Horizon 2020 and Korea
42 projects with Korean organisations in Horizon 2020 (2014-2016)
Coordinated EU-Korea calls in H2020 WP 2018-2020
- EUK-01-2018: Cloud, IoT and AI technologies || Open: 31 October 2017 -- Deadline: 31 January 2018
- EUK-02-2018: 5G ||Open: 31 October 2017 -- Deadline: 31 January 2018
Available local programs or funds that could provide support to Korean Horizon 2020 participants
Horizon 2020 is fully open to participation of entities from across the world in all parts of the programme, and many topics are flagged as being specifically relevant for cooperation with partners outside Europe.
Korean researchers, universities, research organisations and enterprises are able to team up with their European partners to participate in projects under Horizon 2020 and make the best use of Europe’s excellent opportunities in research and innovation. Through participation in Horizon 2020, beneficiaries can gain great benefits from access to excellent talent, knowledge, data and infrastructures and connection to world-leading teams, networks and value chains.
EU-Korea Co-funding Mechanism for Research and Innovation Projects
Korean participants are not automatically eligible for funding through Horizon 2020. Korean participants have themselves to determine the sources of funding and find the resources for their part of the project. These may be own funds, as well as funds received from Korean ministries, foundations and other organisations that fund research and innovation activities in Korea. Contributions can also be made in kind.

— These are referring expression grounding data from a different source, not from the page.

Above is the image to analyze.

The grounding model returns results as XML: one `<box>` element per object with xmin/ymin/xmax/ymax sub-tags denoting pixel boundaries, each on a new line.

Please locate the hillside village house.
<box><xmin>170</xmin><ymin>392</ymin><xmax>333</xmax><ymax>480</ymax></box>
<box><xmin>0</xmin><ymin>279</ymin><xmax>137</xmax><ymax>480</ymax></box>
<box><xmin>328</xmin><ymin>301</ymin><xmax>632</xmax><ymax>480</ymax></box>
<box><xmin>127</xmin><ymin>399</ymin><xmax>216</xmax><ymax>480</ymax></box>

To support Korean participants, the Korean government (Ministry of Science, ICT and Future Planning, MSIP, and Ministry of Trade, Industry and Energy, MOTIE) regularly launches public calls for proposals to co-fund Koreans in Horizon 2020 projects selected for European Union funding, covering all thematic areas. Korean partners should consult these websites in view of submitting applications:
Current priorities / roadmap for EU-Korea R&I cooperation
Cooperation with Korea is a particular priority for the EU as the potential to work for mutual benefit in a wide range of areas is especially strong. Therefore, Korean participation is welcomed in all Calls for Proposals under Horizon 2020.

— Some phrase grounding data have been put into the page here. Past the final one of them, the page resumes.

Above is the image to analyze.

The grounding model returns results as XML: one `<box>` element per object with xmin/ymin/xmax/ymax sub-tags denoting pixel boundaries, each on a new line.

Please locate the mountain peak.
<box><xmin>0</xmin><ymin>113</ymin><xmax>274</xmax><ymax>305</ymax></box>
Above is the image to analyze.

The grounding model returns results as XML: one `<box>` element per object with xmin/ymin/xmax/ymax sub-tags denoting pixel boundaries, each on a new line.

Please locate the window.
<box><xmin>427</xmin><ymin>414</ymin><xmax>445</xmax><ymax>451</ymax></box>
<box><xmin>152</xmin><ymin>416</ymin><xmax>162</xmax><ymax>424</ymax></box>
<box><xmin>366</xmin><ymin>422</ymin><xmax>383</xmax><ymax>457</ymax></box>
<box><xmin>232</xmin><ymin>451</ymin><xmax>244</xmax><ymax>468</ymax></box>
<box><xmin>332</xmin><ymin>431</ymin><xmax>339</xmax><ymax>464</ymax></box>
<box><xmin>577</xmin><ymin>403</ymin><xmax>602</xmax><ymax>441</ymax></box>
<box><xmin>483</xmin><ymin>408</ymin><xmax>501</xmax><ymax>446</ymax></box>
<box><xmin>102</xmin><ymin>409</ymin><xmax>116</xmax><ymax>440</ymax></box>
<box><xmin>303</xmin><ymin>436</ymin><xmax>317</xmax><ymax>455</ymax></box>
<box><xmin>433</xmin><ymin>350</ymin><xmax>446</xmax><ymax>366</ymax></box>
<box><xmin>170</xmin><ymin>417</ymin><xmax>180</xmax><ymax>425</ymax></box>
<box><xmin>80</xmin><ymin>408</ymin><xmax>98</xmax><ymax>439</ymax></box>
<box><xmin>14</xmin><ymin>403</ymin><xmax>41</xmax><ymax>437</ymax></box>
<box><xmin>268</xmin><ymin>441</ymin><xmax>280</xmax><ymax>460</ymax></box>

The latest Joint Science & Technology Cooperation Committee emphasised the need to deepen, scale up and open cooperation in selected thematic areas of mutual benefit.

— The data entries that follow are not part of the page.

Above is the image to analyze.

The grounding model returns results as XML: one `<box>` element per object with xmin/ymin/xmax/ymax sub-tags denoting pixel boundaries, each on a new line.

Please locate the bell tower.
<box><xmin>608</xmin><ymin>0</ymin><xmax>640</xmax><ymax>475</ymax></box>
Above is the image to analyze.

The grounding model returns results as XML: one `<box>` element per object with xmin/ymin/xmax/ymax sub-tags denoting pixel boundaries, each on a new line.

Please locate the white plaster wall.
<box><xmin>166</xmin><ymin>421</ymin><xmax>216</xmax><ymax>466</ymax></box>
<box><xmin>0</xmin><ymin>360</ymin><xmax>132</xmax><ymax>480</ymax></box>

These areas include both long-standing common priority areas (5G, IoT, Cloud and AI; nanoelectronics; nanosafety; clean energy innovation; infectious diseases; epigenome research; satellite navigation etc.) and new areas of mutual benefit (antimicrobial resistance; automated driving systems, disaster-resilient and security, polar research etc.), as well as cooperation under schemes for researchers' mobility (ERC, MSCA).